I have done the obvious, so I don't need to know my WAP provider. My phone is setup for WAP/MMS and I have the APN and CID. I followed directions all over the web. The T610 and 770 communicate fine via Bluetooth and the T610 can access T-zones fine but together they fail to establish a data connection. If I could obtain some sort of useful error message, I might be able to debug it. As it stands, I am cold, naked, and without celluar-powered Internet.

I just noticed that today is 11 November. That is 11-11. Imagine if this were 2011, it would be 11-11-11. Six years could not come any sooner.

Wednesday, November 9, 2005

Summer Dreams

Mike on a lifeguard tower against a sunset on a beach

Mikey in Cape Cod, this Summer

Like a Big Brother

From a wise Seattlite, my favorite Amazon review of Linux Kernel Development 2ed:

Like an older brother teaching you how to drive stick

The content is one part why this book is great, but I think bigger points go to Robert Love's delivery. His style is casual yet not willy nilly. A subject like the kernel is both dense and minutia-filled and in turn is so much easier to grasp when it's not presented in a dry academic style. This book is a good contrast to McKusick's Design and Implementation of BSD, which is technically/theoretically on point but in all truths _kinda_ boring. The way I would characterize this book -- it's as if you're older brother took you aside and taught you how to hack the mainframe.

The reviewer gave five stars; I hope you do, too.

Sidenote, I am indeed the oldest of two brothers, but I wish I had an older brother. Not to teach me to drive stick, but to score me smack and women.

Also check out Linux in a Nutshell 5ed, an excellent Linux quick reference, up-to-date with the current state of Linux systems.

Sunday, November 6, 2005

Gotcha

Minutes ago on Meet the Press, Tim Russert pulled a fast one on Senator Ted Kennedy (D-MA), reading him this quote:

"Iraqi defectors who once worked for Iraq's nuclear weapons establishment have reportedly told American officials that acquiring nuclear weapons is a top priority for Saddam Hussein's regime ... all U.S. intelligence experts agree that Iraq is seeking nuclear weapons.
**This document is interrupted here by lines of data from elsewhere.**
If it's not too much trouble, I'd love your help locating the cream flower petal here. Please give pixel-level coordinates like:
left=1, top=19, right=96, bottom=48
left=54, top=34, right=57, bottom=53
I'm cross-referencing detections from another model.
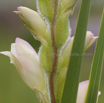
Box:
left=1, top=38, right=46, bottom=92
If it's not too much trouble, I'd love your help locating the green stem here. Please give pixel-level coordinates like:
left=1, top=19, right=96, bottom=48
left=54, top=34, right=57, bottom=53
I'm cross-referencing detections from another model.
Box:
left=49, top=0, right=58, bottom=103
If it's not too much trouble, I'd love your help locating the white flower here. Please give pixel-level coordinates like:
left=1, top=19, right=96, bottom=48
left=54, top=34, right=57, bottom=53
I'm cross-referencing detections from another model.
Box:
left=0, top=38, right=47, bottom=103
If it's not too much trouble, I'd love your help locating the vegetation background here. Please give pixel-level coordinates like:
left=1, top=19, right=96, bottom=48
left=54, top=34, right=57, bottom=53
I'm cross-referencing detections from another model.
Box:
left=0, top=0, right=104, bottom=103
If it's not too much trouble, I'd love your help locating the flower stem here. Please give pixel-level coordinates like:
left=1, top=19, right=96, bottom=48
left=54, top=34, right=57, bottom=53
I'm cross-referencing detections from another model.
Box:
left=49, top=0, right=58, bottom=103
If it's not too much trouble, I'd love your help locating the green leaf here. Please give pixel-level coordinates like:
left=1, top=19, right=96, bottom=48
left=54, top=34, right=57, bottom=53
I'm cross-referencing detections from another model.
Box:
left=61, top=0, right=91, bottom=103
left=37, top=0, right=54, bottom=22
left=85, top=10, right=104, bottom=103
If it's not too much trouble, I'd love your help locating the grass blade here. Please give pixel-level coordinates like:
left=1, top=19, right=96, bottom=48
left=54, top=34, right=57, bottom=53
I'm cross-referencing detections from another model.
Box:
left=61, top=0, right=91, bottom=103
left=85, top=10, right=104, bottom=103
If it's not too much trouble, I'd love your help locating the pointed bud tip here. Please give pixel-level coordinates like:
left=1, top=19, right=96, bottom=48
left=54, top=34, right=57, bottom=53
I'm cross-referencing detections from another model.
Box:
left=13, top=11, right=19, bottom=14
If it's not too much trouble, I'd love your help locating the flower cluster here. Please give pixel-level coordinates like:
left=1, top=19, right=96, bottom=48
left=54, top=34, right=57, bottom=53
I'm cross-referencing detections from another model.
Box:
left=0, top=0, right=100, bottom=103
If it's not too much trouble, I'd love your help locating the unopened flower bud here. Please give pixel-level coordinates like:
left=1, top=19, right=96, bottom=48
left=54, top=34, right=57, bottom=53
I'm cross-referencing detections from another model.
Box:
left=14, top=6, right=49, bottom=42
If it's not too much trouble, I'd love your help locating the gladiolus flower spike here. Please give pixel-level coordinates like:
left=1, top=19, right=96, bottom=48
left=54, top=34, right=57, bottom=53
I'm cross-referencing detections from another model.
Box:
left=0, top=0, right=100, bottom=103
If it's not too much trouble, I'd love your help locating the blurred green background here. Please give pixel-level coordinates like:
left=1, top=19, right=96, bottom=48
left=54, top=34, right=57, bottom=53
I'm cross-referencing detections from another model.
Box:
left=0, top=0, right=104, bottom=103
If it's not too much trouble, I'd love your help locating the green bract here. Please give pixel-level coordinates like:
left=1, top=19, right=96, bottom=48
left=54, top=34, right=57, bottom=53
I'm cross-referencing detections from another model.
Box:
left=1, top=0, right=102, bottom=103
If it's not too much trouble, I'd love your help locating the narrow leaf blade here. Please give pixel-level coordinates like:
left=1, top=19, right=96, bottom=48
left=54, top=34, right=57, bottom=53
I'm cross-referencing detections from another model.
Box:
left=61, top=0, right=91, bottom=103
left=85, top=10, right=104, bottom=103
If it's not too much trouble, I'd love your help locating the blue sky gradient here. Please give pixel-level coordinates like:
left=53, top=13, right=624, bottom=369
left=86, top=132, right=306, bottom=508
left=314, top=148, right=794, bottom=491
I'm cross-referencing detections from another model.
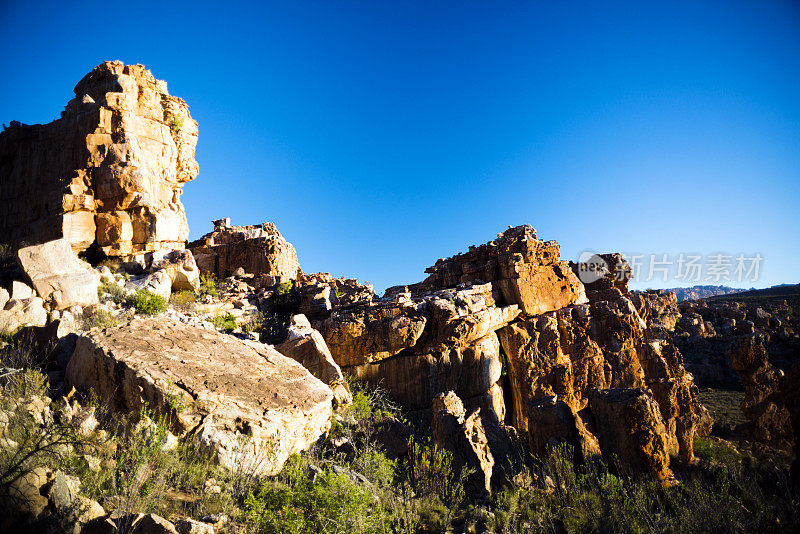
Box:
left=0, top=0, right=800, bottom=289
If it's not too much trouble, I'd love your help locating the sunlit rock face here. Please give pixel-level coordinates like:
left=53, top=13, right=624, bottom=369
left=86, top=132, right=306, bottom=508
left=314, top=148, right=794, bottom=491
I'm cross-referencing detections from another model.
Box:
left=0, top=61, right=198, bottom=256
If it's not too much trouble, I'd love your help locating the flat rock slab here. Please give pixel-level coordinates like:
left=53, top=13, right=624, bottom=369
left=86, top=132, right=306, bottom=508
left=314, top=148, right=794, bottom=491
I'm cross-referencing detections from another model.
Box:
left=66, top=317, right=333, bottom=475
left=17, top=239, right=100, bottom=310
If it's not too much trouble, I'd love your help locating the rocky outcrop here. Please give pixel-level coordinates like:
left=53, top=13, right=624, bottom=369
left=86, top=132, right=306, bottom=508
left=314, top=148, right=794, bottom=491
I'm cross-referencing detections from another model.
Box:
left=728, top=336, right=793, bottom=449
left=0, top=61, right=198, bottom=256
left=298, top=226, right=707, bottom=479
left=66, top=318, right=333, bottom=474
left=782, top=362, right=800, bottom=495
left=528, top=395, right=600, bottom=461
left=275, top=315, right=353, bottom=406
left=189, top=219, right=303, bottom=286
left=423, top=225, right=586, bottom=315
left=498, top=296, right=703, bottom=458
left=431, top=391, right=494, bottom=496
left=316, top=284, right=519, bottom=414
left=17, top=239, right=100, bottom=310
left=590, top=388, right=673, bottom=483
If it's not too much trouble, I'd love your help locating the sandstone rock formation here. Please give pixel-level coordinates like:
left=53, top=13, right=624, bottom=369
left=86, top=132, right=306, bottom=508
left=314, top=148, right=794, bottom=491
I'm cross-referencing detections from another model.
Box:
left=590, top=388, right=672, bottom=483
left=284, top=226, right=708, bottom=480
left=728, top=335, right=794, bottom=449
left=431, top=391, right=494, bottom=495
left=528, top=395, right=600, bottom=461
left=275, top=315, right=353, bottom=406
left=0, top=61, right=198, bottom=256
left=315, top=284, right=519, bottom=421
left=424, top=225, right=586, bottom=315
left=66, top=318, right=333, bottom=474
left=189, top=219, right=302, bottom=285
left=17, top=239, right=100, bottom=310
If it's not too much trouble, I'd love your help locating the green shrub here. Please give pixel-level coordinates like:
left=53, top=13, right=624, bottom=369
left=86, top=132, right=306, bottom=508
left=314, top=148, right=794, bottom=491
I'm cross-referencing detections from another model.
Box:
left=245, top=455, right=391, bottom=534
left=82, top=308, right=123, bottom=330
left=126, top=289, right=167, bottom=315
left=169, top=289, right=197, bottom=312
left=211, top=312, right=236, bottom=332
left=97, top=282, right=126, bottom=304
left=169, top=115, right=183, bottom=132
left=198, top=273, right=219, bottom=297
left=253, top=280, right=300, bottom=345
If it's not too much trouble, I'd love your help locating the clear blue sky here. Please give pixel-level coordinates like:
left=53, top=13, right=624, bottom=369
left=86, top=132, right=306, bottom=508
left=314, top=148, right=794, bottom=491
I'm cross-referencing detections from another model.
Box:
left=0, top=0, right=800, bottom=289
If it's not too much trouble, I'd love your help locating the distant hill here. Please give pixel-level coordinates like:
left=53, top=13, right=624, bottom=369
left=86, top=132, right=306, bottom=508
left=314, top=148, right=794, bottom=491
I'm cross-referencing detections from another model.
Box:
left=665, top=285, right=747, bottom=302
left=708, top=284, right=800, bottom=313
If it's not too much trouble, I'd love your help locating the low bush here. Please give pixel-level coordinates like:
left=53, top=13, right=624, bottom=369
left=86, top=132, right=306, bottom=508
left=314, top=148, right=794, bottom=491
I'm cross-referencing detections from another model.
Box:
left=210, top=313, right=236, bottom=332
left=198, top=273, right=219, bottom=297
left=245, top=455, right=391, bottom=534
left=81, top=308, right=128, bottom=330
left=126, top=289, right=167, bottom=315
left=169, top=289, right=197, bottom=312
left=260, top=280, right=300, bottom=345
left=97, top=281, right=126, bottom=304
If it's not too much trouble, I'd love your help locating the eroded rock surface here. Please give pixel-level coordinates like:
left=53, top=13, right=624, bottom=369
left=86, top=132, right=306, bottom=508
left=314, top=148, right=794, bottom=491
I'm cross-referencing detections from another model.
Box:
left=0, top=61, right=198, bottom=256
left=424, top=225, right=586, bottom=315
left=189, top=219, right=303, bottom=284
left=66, top=317, right=333, bottom=474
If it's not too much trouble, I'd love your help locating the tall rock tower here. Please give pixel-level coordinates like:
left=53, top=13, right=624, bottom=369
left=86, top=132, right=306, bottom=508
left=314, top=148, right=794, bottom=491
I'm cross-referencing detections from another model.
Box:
left=0, top=61, right=198, bottom=256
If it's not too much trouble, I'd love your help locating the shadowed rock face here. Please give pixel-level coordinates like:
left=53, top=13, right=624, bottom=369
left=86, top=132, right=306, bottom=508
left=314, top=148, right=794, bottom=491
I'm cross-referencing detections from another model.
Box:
left=0, top=61, right=198, bottom=256
left=189, top=219, right=303, bottom=283
left=292, top=226, right=707, bottom=482
left=424, top=225, right=586, bottom=315
left=67, top=317, right=333, bottom=474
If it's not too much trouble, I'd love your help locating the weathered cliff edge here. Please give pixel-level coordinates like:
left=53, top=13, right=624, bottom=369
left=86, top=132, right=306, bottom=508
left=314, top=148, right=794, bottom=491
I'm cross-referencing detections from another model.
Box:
left=0, top=61, right=198, bottom=256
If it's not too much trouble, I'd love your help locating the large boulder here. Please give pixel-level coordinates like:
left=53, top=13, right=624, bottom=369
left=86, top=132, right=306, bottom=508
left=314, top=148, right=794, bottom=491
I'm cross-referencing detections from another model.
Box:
left=315, top=284, right=520, bottom=414
left=590, top=388, right=673, bottom=484
left=275, top=315, right=353, bottom=405
left=17, top=239, right=100, bottom=310
left=189, top=219, right=303, bottom=283
left=0, top=61, right=198, bottom=256
left=0, top=297, right=47, bottom=332
left=424, top=225, right=587, bottom=315
left=431, top=391, right=494, bottom=495
left=66, top=318, right=333, bottom=474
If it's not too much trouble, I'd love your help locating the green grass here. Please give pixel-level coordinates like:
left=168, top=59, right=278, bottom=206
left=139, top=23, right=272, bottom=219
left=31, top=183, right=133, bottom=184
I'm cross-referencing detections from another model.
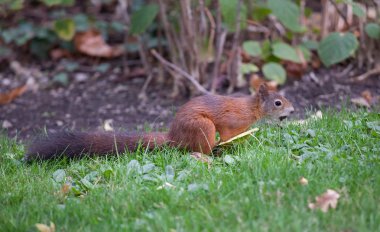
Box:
left=0, top=112, right=380, bottom=231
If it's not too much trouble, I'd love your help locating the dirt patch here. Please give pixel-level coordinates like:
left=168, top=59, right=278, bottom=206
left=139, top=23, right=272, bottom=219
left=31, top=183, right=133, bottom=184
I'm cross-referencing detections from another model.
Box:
left=0, top=60, right=380, bottom=140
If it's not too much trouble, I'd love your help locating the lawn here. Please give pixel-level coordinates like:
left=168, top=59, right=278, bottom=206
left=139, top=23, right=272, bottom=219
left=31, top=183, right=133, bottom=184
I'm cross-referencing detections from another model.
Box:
left=0, top=111, right=380, bottom=231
There is little question that Saddam Hussein wants to develop nuclear weapons. If Iraq could acquire [nuclear material] from abroad, the CIA estimates that it could have a nuclear weapon within one year."
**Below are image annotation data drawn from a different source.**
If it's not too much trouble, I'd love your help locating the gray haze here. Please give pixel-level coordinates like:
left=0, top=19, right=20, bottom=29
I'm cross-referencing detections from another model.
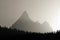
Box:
left=0, top=0, right=60, bottom=31
left=11, top=11, right=53, bottom=33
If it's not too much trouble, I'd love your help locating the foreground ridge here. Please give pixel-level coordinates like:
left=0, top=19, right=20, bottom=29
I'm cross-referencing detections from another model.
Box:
left=0, top=26, right=60, bottom=40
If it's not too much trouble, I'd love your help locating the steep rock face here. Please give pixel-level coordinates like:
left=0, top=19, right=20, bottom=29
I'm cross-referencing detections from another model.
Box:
left=11, top=11, right=52, bottom=32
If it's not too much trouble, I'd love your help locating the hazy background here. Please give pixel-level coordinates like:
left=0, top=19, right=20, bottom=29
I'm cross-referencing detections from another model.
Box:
left=0, top=0, right=60, bottom=31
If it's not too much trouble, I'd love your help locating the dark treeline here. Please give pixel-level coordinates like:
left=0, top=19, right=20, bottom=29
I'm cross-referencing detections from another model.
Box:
left=0, top=26, right=60, bottom=40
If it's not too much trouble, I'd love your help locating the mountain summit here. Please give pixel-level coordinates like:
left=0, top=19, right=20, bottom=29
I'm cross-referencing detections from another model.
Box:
left=11, top=11, right=52, bottom=32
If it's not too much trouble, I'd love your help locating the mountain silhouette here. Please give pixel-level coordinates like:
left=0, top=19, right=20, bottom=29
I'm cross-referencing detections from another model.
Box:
left=11, top=11, right=52, bottom=32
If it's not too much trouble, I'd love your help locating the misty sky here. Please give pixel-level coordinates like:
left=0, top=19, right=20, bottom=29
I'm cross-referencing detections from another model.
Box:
left=0, top=0, right=60, bottom=31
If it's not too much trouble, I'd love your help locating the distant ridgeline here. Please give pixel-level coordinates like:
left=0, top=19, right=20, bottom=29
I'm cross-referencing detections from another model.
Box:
left=11, top=11, right=53, bottom=33
left=0, top=26, right=60, bottom=40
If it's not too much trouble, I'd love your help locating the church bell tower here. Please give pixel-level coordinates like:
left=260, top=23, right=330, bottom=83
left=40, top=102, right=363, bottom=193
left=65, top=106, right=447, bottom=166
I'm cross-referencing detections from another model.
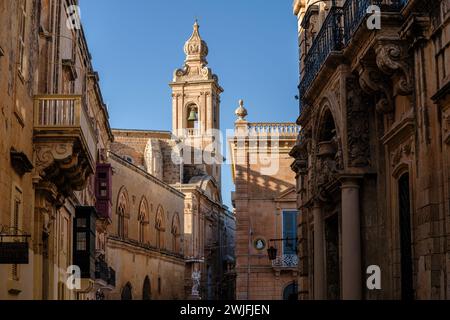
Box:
left=170, top=22, right=223, bottom=186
(My paraphrasing may differ slightly from Mr Russert's)

Senator Kennedy jumped, admonishing the quote as an example of White House misinformation and citing how Senator Harry Reid's (D-NV) closed Senate session evaded Republican foot-dragging and got to the bottom of administration deceit.

Then Russert dropped the K-bomb: These words were spoken by Senator John Kerry (D-MA), in a widely Democrat-supported Senate floor speech.
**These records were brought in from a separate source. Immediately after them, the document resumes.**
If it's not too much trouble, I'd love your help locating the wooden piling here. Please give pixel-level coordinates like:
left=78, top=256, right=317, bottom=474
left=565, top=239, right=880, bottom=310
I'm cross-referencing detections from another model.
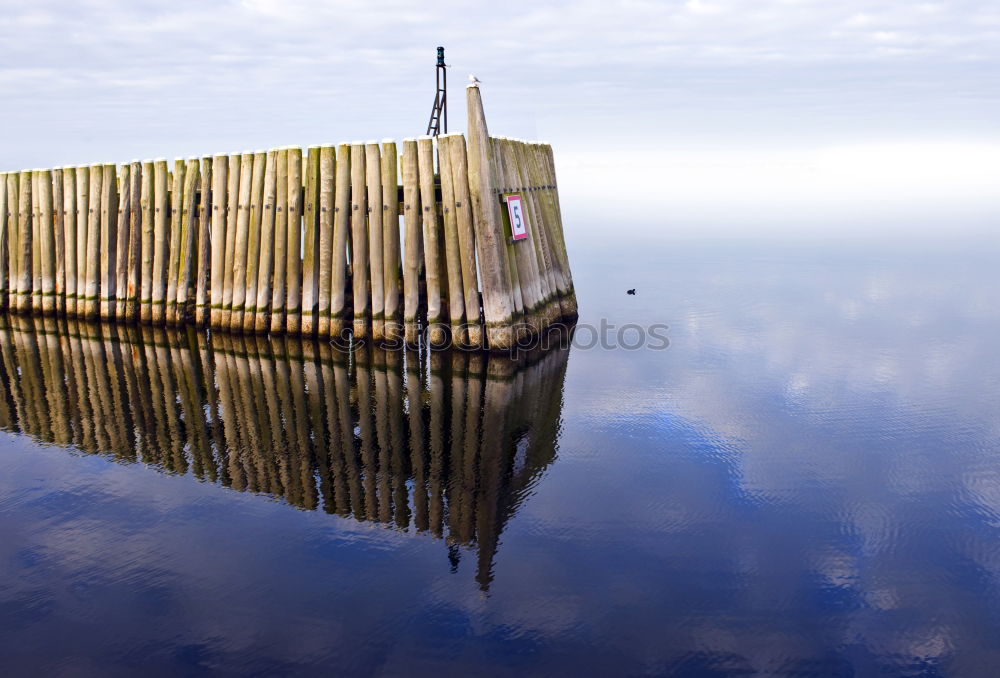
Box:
left=15, top=171, right=34, bottom=313
left=222, top=154, right=243, bottom=328
left=83, top=165, right=104, bottom=320
left=351, top=142, right=371, bottom=339
left=28, top=170, right=42, bottom=314
left=417, top=136, right=448, bottom=346
left=171, top=158, right=200, bottom=325
left=533, top=144, right=578, bottom=320
left=118, top=160, right=143, bottom=323
left=466, top=85, right=517, bottom=350
left=226, top=153, right=254, bottom=332
left=0, top=174, right=7, bottom=311
left=330, top=144, right=351, bottom=337
left=403, top=139, right=423, bottom=348
left=209, top=155, right=229, bottom=327
left=243, top=151, right=273, bottom=333
left=382, top=139, right=403, bottom=345
left=316, top=146, right=336, bottom=337
left=437, top=136, right=468, bottom=346
left=52, top=167, right=66, bottom=315
left=98, top=163, right=118, bottom=320
left=270, top=148, right=288, bottom=334
left=113, top=165, right=132, bottom=321
left=253, top=150, right=278, bottom=334
left=285, top=148, right=302, bottom=334
left=3, top=172, right=22, bottom=311
left=166, top=158, right=185, bottom=326
left=362, top=141, right=384, bottom=342
left=74, top=165, right=89, bottom=318
left=302, top=146, right=320, bottom=336
left=36, top=170, right=56, bottom=315
left=507, top=139, right=561, bottom=327
left=492, top=138, right=544, bottom=334
left=139, top=160, right=156, bottom=325
left=149, top=158, right=170, bottom=325
left=512, top=141, right=562, bottom=325
left=448, top=134, right=483, bottom=347
left=62, top=167, right=77, bottom=316
left=194, top=156, right=215, bottom=327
Senator Kennedy quickly and wisely steered the discussion elsewhere.

To my credit—and that is what this blog is all about, making me look awesome—I immediately asked my morning cup of tea, who said that? Oh sweet Russert, your chicanery would never work on me!

Friday, November 4, 2005

My Favorite Animal is the Jeep

Perhaps everyone already knows, I am the last to hear, but my friend and colleague Jimmy K showed me the --color flag for grep(1). Drop a line such as "alias grep='grep --color=auto'" and grep for some random function in a source tree—totally life changing.

The Perfect 10 College Sports Bars: My baby is #8, which is phenomenal, but clearly the author has not spent sufficient time at The Swamp, lest he would know that it is vastly superior to Harpo's. I mean, seriously, Harpo's? Has anything of use come out of Missouri since President Harry S Truman? And he tried to nationalize the steel industry!

Last night in class, we watched Chairman Greenspan's testimony. Raised a few interesting points, and repeated some important but already known concerns, but I had hoped that the Joint Economic Committee would have asked more pressing and useful questions. For example, Congresswoman Carolyn Maloney (D-NY), asked him what was the cause of the 1981 recession? For the love of cheetahs, take advantage of his (Humphrey-Hawkins act mandated) presence and ask a question of substance—everyone in the room should have been able to answer that mind-bender! The JEC put up a copy of his testimony, but it does not include the Q&A, which is where the party really was.